No it's not "common knowledge that women lie about their age when dating".

When I'm dating, if and when I find out she's lied, that's all I need to hear to know she's not relationship material.

That's only happened a few times to me, I've found most women I meet to be honest and they post their true ages.

Why do you feel the need to justify your lying by making up a statistic that women always lie about their ages?

It would be like saying "I robbed a bank but thats ok because most people rob banks".

Your attitude and self rationalization is worse than the actual lying, you don't seen to feel at all bad about it!

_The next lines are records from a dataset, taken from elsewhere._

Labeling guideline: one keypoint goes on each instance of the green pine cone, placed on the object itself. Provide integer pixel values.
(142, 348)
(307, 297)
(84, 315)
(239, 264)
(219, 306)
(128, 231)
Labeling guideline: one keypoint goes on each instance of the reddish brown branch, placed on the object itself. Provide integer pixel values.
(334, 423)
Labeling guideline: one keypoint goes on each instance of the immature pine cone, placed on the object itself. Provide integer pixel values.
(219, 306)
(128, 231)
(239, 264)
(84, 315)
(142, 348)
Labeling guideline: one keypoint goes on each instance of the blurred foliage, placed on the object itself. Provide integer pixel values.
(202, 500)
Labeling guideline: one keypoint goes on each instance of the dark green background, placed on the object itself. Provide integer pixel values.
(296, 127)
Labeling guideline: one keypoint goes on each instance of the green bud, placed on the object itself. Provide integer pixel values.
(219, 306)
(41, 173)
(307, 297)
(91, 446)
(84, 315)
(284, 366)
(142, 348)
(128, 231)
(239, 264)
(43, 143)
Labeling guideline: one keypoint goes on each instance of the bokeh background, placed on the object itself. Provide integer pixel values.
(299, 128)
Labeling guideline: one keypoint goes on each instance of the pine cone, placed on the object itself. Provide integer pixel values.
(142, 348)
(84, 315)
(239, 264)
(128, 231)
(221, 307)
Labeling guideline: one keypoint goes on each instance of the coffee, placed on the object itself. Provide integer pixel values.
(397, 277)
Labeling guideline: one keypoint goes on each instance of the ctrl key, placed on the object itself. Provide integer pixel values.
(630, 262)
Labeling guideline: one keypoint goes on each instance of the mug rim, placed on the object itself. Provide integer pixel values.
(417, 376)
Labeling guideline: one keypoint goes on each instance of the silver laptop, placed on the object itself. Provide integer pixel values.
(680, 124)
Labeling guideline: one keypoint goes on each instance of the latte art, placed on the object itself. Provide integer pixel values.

To answer your question, tell her you lied and deal with the aftermath however she sees fit.


----------



## wiigirl (Jun 14, 2012)

OneLoveXo said:


> Seriously, 2 years is nothing. Just explain why you lied. I honestly don't think she will fuss over the two years. Women live typically on average seven years longer than man, so if you think about it you will just get to be longer together


This...









_Posted via Mobile Device_


----------



## PBear (Nov 16, 2010)

It's ok. Problem is already solved. He's no longer with this woman, and is looking for advice on their online dating sites. Because obviously, the problem is the sites and their clientele, not his lack of acceptance of who he is.

C
_Posted via Mobile Device_


----------



## WorkingOnMe (Mar 17, 2012)

lostandfound2012 said:


> im actually quite shocked at the responses from a community that is meant to be supportive.
> 
> you dont know my past or what ive been through or how things are, then you have the audacity to judge. that is immature there, not me.
> you do realise that you arent "perfect" yourselves yes? so please, dont be hypocritical.
> ...


Actually you were looking for people to support and condone your lying and immature behavior. No, that isn't what this website is about.


----------



## kindi (Apr 28, 2012)

WorkingOnMe said:


> Actually you were looking for people to support and condone your lying and immature behavior. No, that isn't what this website is about.


ESPECIALLY when he posts this:



lostandfound2012 said:


> she just was a hypocrite and lied about a few things which I then found out about.


So... SHE was a liar and a hypocrite but it's ok for him to lie about his age because "women always do it".


----------



## user79 (Aug 7, 2012)

Age is only a number! If she loves you, she will understand. But there is no need for lies like this If you are confident in yourself, then who cares about what others think about a 2 year age difference?


----------